A VAE that actually scales to 256×256 faces without melting
NVIDIA's NeurIPS 2020 spotlight paper fixes the main reason variational autoencoders fall apart when you make them deep.

What it does
NVAE is a deep hierarchical variational autoencoder that trains likelihood-based generative models on images from MNIST up to 256×256 faces. The repo contains the official PyTorch implementation with training scripts for six datasets and a small zoo of hyperparameter presets.
The interesting bit
VAEs usually collapse when you stack too many layers because posterior inference becomes intractable. NVAE sidesteps this with a deep hierarchy of latent variables and some architectural elbow grease—normalizing flows, residual distributions, and a carefully designed encoder-decoder structure that keeps the variational lower bound tight even at depth.
Key highlights
- Reproduces Table 1 from the paper: exact training commands for MNIST, CIFAR-10, CelebA 64, ImageNet 32×32, CelebA-HQ 256, and FFHQ 256
- Multi-node training via
mpirunfor the larger models (up to 24 V100s) - LMDB conversion scripts provided for I/O efficiency on large datasets
- Smaller model variants trade ~0.01 bpd for fitting on 8 GPUs instead of 24
- PyTorch 1.6.0, Python 3.7
Caveats
- Training times are substantial: 21 hours for MNIST (2 GPUs) up to 160 hours for FFHQ 256 (24 GPUs)

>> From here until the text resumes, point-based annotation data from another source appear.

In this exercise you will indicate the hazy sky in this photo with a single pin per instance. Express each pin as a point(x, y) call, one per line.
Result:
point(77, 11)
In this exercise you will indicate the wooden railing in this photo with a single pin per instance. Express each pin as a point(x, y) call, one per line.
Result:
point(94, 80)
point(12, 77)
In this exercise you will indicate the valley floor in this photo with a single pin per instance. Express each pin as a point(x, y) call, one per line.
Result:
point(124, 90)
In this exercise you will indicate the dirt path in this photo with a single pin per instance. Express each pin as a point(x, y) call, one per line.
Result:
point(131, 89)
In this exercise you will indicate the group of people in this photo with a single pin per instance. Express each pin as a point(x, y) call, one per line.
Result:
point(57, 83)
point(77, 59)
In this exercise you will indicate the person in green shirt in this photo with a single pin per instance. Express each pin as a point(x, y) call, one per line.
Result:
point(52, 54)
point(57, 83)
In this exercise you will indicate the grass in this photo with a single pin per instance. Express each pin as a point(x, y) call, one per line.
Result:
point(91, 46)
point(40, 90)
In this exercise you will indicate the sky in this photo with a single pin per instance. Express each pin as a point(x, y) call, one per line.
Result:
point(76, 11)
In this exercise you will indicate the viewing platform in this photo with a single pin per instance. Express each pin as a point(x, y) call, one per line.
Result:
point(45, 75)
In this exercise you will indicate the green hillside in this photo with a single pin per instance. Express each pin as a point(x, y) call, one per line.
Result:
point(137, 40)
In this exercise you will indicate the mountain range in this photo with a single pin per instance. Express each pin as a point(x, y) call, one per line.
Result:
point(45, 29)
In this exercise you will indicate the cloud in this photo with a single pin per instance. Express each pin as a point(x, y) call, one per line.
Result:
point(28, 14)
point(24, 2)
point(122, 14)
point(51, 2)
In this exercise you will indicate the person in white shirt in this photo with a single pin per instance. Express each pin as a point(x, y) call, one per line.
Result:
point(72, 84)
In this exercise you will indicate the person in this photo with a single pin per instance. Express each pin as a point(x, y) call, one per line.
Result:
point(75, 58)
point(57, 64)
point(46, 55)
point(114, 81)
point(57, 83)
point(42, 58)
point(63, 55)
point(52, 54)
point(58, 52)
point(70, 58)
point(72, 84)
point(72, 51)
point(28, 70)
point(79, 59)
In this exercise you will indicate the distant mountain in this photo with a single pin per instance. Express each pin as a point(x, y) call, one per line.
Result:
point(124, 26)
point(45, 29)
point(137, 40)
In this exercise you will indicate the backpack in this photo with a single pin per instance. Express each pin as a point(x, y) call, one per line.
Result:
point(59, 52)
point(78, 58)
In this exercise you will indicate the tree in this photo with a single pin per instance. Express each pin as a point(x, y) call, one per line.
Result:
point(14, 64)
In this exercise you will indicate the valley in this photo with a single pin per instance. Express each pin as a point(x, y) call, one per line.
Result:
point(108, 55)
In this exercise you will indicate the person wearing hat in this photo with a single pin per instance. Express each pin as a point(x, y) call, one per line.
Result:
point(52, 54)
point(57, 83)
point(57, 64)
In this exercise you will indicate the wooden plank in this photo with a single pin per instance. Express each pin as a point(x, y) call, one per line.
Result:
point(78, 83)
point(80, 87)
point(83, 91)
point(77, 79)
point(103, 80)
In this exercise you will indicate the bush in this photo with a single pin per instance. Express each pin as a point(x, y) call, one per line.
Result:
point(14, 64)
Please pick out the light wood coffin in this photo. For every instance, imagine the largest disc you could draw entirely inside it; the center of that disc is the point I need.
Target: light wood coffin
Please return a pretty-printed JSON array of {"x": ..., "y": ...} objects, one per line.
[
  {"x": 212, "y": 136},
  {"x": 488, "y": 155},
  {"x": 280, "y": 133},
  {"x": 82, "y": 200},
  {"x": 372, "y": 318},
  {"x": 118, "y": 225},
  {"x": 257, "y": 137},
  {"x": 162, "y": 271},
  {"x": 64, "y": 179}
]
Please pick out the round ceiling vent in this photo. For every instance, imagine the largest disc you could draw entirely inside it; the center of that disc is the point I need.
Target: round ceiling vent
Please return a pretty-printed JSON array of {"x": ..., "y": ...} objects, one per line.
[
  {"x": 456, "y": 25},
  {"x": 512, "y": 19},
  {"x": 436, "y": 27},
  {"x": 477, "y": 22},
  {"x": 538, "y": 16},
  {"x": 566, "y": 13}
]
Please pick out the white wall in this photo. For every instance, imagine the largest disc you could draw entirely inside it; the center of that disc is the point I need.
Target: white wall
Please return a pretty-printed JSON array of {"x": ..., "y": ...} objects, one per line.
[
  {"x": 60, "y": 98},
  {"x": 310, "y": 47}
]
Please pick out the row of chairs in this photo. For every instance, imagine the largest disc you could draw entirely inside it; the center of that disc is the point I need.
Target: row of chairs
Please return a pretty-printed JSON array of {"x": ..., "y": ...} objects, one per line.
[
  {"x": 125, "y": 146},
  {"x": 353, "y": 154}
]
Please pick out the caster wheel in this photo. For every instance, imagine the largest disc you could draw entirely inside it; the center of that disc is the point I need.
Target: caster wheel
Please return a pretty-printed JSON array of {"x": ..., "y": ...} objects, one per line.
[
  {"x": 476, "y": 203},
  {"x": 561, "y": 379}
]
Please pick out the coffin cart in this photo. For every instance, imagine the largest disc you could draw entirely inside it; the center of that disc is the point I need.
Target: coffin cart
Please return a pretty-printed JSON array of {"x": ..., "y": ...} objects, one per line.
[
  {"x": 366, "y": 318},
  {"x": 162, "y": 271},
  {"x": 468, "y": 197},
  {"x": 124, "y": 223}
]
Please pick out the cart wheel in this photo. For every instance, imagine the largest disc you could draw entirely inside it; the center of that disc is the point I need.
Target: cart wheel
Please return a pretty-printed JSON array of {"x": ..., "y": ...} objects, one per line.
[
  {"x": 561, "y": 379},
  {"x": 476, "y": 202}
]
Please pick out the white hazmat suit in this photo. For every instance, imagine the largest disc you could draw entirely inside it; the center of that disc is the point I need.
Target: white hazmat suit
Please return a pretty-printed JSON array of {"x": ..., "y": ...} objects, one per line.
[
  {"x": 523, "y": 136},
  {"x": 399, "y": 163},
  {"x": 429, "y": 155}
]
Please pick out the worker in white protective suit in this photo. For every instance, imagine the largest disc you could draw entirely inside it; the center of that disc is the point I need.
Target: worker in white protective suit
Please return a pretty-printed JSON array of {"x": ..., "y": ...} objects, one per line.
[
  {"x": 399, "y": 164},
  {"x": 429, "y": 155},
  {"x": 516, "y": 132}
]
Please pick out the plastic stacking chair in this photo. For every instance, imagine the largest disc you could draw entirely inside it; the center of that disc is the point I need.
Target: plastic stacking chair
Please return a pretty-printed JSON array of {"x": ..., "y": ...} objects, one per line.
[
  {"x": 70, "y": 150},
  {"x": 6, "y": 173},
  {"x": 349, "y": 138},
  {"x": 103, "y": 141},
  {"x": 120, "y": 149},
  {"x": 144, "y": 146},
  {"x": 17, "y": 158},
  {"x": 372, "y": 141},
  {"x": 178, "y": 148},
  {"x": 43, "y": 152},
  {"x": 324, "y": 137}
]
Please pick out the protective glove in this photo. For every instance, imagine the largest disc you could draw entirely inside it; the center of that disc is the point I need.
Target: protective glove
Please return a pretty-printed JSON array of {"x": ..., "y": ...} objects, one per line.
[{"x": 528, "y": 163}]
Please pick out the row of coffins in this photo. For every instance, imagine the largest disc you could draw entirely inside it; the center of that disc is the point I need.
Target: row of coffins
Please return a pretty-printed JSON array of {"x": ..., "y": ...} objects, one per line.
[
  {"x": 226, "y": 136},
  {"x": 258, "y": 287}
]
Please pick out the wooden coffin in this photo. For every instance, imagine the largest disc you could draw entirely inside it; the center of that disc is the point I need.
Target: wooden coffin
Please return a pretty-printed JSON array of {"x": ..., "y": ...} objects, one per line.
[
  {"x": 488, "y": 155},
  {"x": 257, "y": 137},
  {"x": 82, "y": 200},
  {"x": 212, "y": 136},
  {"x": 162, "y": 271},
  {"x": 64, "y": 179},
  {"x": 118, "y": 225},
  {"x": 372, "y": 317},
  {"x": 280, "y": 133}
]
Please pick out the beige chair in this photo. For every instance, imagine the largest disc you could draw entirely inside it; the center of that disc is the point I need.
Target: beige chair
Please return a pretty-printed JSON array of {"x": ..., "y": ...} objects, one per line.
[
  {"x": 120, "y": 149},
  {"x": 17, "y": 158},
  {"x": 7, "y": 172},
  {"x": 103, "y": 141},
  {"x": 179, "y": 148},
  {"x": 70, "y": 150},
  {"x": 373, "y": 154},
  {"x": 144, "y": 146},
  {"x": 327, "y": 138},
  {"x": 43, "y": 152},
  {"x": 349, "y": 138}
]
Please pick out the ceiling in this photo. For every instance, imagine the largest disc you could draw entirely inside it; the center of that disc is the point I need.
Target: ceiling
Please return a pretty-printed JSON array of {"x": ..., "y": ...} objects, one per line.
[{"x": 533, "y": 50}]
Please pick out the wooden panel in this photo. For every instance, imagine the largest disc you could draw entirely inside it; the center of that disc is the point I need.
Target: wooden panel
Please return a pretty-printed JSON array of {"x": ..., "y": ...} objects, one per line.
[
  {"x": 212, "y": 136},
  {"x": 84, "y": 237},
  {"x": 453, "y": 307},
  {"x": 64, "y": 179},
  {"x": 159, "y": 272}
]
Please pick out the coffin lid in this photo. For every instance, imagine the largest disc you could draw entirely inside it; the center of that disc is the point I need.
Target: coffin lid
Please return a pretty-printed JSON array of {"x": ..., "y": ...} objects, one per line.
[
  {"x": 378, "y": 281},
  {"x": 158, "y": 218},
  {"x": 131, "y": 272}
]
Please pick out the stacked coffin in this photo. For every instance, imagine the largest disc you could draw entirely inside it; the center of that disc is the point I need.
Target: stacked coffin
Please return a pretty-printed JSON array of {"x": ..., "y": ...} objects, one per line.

- Hardware requirements are steep; the README assumes V100 clusters and
mpirunfamiliarity - No pre-trained checkpoints are mentioned in the README—you’re training from scratch
Verdict
Researchers working on likelihood-based generative modeling or VAE architecture design should grab this. If you need a quick off-the-shelf image generator or lack GPU clusters, look elsewhere.